Design/methodology/approach
The paper uses unit-level data from the so-called thick rounds of expenditure surveys by National Sample Survey (NSS) in the years 1993-1994, 2004-2005, 2009-2010 and 2011-2012 and estimates the proportion of the population below the official Tendulkar line. Adequate care is taken to address the issue of sample size in reporting the estimates.
Findings
Whether we slice the data by social, religious or economic groups, by states or by rural and urban areas, poverty has significantly declined between 1993-1994 and 2011-2012 with a substantial acceleration during the faster-growth period from 2004-2005 to 2011-2012. Poverty rates among the disadvantaged social groups and minorities have declined faster so that the gap in poverty rates between them and the general population has declined. In 7 of the 16 states with large Muslim populations, the poverty rate for them is now below that for the Hindus.

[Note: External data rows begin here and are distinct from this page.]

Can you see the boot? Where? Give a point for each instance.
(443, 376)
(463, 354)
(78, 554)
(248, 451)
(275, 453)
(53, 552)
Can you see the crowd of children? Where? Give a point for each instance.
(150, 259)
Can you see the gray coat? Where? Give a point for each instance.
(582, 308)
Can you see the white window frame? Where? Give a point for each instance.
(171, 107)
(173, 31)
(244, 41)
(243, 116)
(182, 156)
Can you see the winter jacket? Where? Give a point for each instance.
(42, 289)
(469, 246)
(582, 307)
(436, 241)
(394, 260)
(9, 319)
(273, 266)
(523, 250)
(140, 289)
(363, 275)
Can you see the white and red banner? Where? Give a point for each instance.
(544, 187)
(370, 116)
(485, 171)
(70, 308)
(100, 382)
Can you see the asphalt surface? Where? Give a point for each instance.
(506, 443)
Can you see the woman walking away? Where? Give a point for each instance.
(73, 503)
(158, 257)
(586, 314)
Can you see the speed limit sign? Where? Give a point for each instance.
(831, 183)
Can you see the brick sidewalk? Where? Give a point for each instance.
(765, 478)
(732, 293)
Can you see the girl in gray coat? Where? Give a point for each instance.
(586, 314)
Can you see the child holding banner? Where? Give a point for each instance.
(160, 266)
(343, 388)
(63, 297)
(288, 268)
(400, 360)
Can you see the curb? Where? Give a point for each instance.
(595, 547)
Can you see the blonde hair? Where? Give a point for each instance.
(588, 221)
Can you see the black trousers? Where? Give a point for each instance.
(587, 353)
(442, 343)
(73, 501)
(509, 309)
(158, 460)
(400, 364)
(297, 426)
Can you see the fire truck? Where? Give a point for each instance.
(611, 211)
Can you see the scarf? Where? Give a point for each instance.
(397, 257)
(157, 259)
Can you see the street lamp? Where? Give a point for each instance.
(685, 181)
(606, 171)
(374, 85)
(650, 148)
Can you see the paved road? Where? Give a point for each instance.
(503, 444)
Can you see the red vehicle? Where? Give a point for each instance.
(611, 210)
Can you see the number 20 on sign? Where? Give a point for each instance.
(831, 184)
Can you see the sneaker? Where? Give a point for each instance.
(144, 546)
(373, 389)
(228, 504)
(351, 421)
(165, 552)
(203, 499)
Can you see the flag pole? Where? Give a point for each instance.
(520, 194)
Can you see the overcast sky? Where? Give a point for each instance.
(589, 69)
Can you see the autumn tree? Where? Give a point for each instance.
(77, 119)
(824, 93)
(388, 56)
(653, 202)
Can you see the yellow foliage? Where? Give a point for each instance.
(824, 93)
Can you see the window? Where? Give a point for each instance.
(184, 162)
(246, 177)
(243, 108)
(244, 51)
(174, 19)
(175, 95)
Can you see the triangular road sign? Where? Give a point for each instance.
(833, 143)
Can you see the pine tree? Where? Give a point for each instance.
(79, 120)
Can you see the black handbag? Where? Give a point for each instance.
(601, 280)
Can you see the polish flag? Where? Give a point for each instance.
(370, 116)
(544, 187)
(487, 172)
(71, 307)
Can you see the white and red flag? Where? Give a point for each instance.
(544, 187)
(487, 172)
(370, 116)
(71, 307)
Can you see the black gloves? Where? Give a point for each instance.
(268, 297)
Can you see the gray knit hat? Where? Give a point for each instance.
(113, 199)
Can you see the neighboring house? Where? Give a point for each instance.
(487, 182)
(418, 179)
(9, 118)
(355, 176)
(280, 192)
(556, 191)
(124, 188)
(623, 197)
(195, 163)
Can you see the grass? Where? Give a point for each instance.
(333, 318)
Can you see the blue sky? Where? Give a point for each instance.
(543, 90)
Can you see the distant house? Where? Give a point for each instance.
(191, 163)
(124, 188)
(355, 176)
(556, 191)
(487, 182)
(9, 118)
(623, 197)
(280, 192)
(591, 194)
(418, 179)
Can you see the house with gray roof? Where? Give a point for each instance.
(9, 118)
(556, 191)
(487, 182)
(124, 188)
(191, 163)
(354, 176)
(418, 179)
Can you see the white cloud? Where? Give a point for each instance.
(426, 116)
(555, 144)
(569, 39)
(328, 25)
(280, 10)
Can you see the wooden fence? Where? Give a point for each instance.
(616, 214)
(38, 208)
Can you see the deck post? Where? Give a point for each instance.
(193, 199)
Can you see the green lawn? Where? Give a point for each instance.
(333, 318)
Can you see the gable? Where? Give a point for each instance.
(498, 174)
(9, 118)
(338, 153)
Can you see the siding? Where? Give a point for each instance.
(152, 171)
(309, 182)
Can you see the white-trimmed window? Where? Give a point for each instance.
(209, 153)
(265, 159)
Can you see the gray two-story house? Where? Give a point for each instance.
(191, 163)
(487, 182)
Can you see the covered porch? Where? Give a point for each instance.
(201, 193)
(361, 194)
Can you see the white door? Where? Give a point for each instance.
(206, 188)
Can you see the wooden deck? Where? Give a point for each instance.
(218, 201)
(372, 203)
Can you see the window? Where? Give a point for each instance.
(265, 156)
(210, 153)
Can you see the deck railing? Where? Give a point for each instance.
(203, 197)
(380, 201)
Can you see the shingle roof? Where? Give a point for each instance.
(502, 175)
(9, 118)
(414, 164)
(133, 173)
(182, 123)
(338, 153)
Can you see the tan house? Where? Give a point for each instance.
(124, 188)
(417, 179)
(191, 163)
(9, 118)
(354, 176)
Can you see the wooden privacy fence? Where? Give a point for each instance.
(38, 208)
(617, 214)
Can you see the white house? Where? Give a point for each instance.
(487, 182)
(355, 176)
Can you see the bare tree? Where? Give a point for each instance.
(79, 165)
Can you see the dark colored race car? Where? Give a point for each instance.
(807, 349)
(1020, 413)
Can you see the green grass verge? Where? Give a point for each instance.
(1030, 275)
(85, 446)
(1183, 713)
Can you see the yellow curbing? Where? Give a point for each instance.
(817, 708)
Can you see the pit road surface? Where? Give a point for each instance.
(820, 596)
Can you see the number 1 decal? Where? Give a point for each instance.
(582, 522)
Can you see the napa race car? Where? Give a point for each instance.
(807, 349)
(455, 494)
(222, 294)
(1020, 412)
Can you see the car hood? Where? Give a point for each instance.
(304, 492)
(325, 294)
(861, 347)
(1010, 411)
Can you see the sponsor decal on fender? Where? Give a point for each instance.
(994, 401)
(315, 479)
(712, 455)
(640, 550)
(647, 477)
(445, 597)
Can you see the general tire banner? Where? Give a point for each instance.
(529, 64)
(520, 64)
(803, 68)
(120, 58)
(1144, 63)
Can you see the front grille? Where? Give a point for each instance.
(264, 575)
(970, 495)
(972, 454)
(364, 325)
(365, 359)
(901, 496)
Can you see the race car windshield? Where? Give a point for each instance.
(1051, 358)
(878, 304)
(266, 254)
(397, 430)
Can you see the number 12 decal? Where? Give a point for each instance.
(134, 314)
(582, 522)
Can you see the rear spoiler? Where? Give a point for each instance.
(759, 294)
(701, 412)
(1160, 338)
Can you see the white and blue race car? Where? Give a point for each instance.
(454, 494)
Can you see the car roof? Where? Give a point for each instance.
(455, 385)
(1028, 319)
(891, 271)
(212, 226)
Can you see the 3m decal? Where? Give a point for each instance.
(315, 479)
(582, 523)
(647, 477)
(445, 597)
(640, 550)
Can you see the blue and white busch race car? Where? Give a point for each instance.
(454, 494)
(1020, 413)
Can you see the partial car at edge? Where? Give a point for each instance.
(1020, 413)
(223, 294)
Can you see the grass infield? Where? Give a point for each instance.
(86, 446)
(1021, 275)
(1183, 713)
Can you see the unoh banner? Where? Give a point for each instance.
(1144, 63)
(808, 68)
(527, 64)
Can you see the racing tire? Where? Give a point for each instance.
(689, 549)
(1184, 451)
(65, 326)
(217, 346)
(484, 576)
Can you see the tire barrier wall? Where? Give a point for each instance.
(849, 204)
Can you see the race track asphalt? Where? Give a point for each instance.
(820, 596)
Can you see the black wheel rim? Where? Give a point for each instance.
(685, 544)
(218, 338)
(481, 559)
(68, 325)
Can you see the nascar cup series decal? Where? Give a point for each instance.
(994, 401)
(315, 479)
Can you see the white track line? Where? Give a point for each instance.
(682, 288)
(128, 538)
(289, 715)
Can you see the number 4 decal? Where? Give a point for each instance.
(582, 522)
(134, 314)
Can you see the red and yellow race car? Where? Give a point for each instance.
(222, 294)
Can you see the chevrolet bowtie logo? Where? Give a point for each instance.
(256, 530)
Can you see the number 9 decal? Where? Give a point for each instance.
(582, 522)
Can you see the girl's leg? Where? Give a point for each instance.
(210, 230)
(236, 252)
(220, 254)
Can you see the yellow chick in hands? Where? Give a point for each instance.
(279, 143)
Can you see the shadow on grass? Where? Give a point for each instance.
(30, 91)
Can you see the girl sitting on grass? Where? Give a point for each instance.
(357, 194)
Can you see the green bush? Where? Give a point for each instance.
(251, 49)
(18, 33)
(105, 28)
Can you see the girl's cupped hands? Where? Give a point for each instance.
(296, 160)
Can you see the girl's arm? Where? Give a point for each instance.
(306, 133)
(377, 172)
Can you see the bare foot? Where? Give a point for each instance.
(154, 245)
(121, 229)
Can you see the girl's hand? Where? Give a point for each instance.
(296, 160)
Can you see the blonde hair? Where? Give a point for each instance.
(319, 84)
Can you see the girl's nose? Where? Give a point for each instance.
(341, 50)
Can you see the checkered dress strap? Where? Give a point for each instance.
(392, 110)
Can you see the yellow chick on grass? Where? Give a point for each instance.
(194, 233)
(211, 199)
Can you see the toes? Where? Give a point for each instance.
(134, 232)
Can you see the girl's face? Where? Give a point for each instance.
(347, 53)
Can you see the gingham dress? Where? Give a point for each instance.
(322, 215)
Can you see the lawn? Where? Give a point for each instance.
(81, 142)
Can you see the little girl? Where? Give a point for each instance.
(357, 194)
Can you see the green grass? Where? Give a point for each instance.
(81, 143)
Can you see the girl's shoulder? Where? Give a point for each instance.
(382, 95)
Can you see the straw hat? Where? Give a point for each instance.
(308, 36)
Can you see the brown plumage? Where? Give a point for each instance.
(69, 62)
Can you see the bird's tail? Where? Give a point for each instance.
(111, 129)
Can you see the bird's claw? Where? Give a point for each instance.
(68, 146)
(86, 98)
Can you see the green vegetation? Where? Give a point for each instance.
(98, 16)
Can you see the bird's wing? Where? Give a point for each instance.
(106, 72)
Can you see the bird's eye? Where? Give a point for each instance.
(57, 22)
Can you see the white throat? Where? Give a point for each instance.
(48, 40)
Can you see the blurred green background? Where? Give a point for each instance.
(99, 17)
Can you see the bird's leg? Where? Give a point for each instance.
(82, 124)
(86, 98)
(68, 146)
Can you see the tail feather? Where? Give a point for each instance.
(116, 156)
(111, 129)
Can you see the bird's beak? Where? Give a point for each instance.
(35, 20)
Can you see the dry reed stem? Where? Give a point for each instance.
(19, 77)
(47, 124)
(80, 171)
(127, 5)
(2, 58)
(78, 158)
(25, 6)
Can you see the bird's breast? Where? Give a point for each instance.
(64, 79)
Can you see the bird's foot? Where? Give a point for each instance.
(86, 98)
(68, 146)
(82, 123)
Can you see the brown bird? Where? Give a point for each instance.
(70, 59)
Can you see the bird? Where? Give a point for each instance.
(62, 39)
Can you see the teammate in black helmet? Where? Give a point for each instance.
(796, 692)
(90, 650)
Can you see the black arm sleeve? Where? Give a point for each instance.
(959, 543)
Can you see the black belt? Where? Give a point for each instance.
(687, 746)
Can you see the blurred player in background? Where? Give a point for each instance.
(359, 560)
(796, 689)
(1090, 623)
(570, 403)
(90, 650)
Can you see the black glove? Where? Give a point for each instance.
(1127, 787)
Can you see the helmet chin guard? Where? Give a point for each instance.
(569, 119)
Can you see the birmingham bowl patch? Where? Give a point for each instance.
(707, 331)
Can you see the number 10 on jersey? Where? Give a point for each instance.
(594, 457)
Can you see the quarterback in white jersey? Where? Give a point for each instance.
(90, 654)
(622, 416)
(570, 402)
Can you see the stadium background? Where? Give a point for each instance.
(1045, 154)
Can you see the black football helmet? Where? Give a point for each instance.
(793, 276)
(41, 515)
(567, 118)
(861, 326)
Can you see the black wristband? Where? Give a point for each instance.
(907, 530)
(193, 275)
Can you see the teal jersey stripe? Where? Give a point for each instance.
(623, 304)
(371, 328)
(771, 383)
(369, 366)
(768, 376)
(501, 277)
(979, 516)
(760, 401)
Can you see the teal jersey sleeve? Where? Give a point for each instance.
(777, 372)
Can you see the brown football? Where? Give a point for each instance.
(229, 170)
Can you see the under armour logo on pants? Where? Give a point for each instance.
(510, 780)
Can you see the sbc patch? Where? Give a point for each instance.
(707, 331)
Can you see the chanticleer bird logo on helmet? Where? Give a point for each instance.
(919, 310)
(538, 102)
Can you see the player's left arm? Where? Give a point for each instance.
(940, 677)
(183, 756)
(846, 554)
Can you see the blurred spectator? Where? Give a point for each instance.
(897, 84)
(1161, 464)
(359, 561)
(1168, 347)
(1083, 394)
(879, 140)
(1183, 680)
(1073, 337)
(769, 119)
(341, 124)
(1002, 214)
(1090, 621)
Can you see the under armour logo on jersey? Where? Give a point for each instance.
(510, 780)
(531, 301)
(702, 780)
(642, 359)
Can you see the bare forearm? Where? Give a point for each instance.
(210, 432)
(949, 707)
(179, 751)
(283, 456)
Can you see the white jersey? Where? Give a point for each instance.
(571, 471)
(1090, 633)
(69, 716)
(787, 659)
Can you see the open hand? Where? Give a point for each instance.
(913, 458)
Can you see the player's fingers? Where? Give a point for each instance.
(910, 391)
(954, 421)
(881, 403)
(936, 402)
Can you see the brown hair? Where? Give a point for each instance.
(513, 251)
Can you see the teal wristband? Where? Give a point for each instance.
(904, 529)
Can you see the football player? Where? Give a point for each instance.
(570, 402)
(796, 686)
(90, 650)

Research limitations/implications
Use of survey data has its limitations, especially when the sample sizes are small. The paper also does not assess the direct contribution of growth in relation to that through redistribution.
Practical implications
The paper presents implications for identification of the poor for the purpose of designing targeted interventions.
Originality/value
This is the first paper to offer up-to-date estimates of poverty by social, religious and economic groups, by states and by rural and urban areas.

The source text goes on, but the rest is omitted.